Abstract

Large-scale foundation models, which are pre-trained on massive, unlabelled datasets and subsequently fine-tuned on specific tasks, have recently achieved unparalleled success on a wide array of applications, including in healthcare and biology1,2,3,4,5,6. The success of these models has showcased the power of leveraging generalizable features and contextual understanding to improve a model’s performance. Single-cell bidirectional encoder representations from transformers (scBERT) by Yang et al.7 is one of several recently developed foundation models to learn representations of single-cell RNA-sequencing data8,9,10,11,12. Yang et al. pre-trained their model on 1.12 million cells to impute masked gene-expression values and characterize the performance of their model on a fine-tuning task to annotate cell types. We reproduce their results, and provide additional baselines and ablation studies (that is, remove components of the model’s architecture or training process) to develop a deeper understanding of their results and the potential benefits and limitations of single-cell foundation models.

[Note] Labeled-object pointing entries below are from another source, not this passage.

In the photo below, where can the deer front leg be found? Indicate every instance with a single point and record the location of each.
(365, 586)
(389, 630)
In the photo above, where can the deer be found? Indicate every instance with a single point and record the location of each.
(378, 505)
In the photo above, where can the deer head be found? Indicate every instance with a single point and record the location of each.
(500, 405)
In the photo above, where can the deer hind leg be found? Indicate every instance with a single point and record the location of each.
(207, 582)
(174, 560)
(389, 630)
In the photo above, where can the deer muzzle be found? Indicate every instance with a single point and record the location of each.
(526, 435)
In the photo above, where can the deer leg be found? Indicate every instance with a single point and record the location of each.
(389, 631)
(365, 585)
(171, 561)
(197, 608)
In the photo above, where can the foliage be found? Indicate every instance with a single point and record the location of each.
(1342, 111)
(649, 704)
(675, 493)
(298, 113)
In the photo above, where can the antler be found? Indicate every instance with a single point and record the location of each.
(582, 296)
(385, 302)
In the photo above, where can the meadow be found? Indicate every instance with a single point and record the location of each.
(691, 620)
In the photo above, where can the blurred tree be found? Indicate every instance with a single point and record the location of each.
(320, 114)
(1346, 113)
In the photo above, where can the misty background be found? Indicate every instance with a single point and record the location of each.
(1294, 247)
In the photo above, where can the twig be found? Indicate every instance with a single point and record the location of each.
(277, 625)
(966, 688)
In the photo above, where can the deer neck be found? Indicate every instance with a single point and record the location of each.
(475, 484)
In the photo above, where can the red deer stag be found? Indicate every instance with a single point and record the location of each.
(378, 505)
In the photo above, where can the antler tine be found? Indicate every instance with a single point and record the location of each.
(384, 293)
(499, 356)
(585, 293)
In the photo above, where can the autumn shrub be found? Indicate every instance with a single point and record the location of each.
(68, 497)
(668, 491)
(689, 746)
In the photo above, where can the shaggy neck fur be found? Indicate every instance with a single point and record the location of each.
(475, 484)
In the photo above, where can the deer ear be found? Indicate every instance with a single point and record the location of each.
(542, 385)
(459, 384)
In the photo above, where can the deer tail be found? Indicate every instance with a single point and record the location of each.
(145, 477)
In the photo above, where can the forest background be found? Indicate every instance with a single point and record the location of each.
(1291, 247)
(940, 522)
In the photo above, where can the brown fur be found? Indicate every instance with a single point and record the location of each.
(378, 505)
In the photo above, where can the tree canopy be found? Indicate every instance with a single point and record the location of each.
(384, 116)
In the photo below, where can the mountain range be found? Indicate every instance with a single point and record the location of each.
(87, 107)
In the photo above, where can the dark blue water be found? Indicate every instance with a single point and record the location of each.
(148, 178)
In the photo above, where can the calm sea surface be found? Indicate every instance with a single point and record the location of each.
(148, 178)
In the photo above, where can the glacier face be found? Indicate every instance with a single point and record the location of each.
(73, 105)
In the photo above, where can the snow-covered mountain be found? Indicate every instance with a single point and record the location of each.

(1) We demonstrate that a simple logistic regression baseline outperforms or performs comparably to scBERT on the fine-tuning task of cell-type annotation in two different datasets. This finding holds even in the ‘few-shot learning’ setting, in which the model has access to only a limited number of labelled examples. In the few-shot setting, we would expect scBERT to have an advantage as it uses representations learned via pre-training on massive amounts of unlabelled data never seen by the logistic regression model; however, this is not the case.

(2) We perform ablations on the scBERT architecture and training strategy that shed light on limits to its representation learning capabilities. We show that removing pre-training does not meaningfully affect the model’s downstream performance on cell-type annotation. Furthermore, we show that scBERT can perform well at the masked pre-training task without learning meaningful gene representations.